塵のベールに隠された、宇宙の夜明け時代のクエーサー
【2025年9月17日 すばる望遠鏡】
銀河の中心に存在する超大質量ブラックホールが周囲の物質を飲み込むと、強烈な光を放つ「クエーサー」と呼ばれる天体として観測される。クエーサーの光は銀河のガスや塵を吹き飛ばして、銀河の成長や進化に影響を及ぼす。銀河の進化は宇宙の進化と直結しているため、クエーサーを理解することは銀河だけでなく宇宙そのものの成り立ちと歴史を知るうえできわめて重要だ。
クエーサーが放つ光には、ブラックホール周囲で高速回転する物質が放つ「広輝線」(ドップラー効果で幅が広がったスペクトル線)が見られる。
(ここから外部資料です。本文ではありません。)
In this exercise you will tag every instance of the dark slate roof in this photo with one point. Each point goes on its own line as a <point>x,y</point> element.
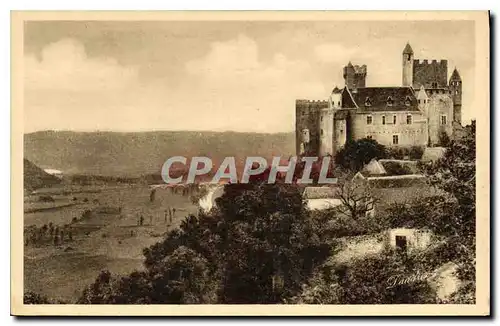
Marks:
<point>455,75</point>
<point>378,98</point>
<point>408,49</point>
<point>347,99</point>
<point>336,90</point>
<point>360,69</point>
<point>341,114</point>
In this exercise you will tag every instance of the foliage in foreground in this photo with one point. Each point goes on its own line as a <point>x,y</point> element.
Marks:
<point>259,246</point>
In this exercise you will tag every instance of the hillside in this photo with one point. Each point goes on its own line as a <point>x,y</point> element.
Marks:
<point>139,153</point>
<point>34,177</point>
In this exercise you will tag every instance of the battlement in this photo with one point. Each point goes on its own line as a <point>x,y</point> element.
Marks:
<point>422,62</point>
<point>311,106</point>
<point>311,102</point>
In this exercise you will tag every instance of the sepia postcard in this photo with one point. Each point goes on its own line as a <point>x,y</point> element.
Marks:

この広輝線を手掛かりとして、初期宇宙に存在するクエーサーが発見されてきたが、この手法には大きな制約があった。観測の際にはクエーサーが放つ紫外線(赤方偏移により可視光線として観測される)を目印とするが、紫外線は塵に吸収されやすく、多くの銀河に豊富に存在する塵に阻まれてしまい銀河外まで届かない。そのため、これまでに見つかったクエーサーは氷山の一角にすぎないのではないかと考えられてきた。
(左)初期宇宙で塵に隠されたクエーサーの想像図(提供:国立天文台)
愛媛大学の松岡良樹さんたちの研究チームは、すばる望遠鏡による遠方クエーサーの広域探査で偶然見つかった、初期宇宙にきわめてまれに存在する特別に明るい銀河(以下「最高光度銀河」)に注目した。これらは当初、広輝線が確認されず、クエーサーとは考えられていなかった天体だ。
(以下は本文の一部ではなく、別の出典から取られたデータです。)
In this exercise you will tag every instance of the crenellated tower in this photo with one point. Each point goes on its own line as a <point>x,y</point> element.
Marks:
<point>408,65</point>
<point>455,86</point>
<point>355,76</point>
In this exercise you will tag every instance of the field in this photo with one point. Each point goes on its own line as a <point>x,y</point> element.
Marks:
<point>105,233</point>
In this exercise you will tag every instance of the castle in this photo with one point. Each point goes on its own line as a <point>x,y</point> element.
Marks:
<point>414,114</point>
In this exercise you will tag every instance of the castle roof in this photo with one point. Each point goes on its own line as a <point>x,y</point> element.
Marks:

松岡さんたちはジェームズ・ウェッブ宇宙望遠鏡(JWST)の近赤外分光器「NIRSpec」を用いて、11個の最高光度銀河を観測した。従来は「クエーサーから放射された紫外線の波長が伸びて届いた可視光線」を調べていたのだが、今回は「放射された可視光線の波長が伸びて届いた赤外線」を狙うという戦略だ。可視光線は紫外線より透過力が高く塵を抜けやすいが、それでも微弱な赤外線となるため、JWSTによる観測が必要となる。
観測の結果、7個の銀河で明瞭な広輝線が確認され、塵に覆われて紫外線では見えなかったクエーサーの存在が明らかになった。宇宙誕生の3億年後ごろに当たる「宇宙の夜明け」と呼ばれる時代に、塵に隠された明るいクエーサーが発見されたのは、世界初のことだ。
今回の研究で観測された初期宇宙の最高光度銀河。(左パネル)すばる望遠鏡による発見時の画像。(右パネル)JWSTによる追観測で得られたHα輝線のスペクトル。左の7個の銀河では輝線の裾が広がっており、右の4個の銀河では輝線の裾はそれほど広がっていない(提供:愛媛大学 松岡良樹 / 国立天文台 / NASA)
クエーサーを持つ銀河と持たない銀河のスペクトルの比較。通常の銀河(上)では幅の狭い輝線が見られる一方、クエーサーを持つ銀河(下)ではブラックホール周囲の水素ガスが高速回転するため、ドップラー効果で幅が広がった「広輝線」が観測される(提供:愛媛大学 松岡良樹 / 国立天文台)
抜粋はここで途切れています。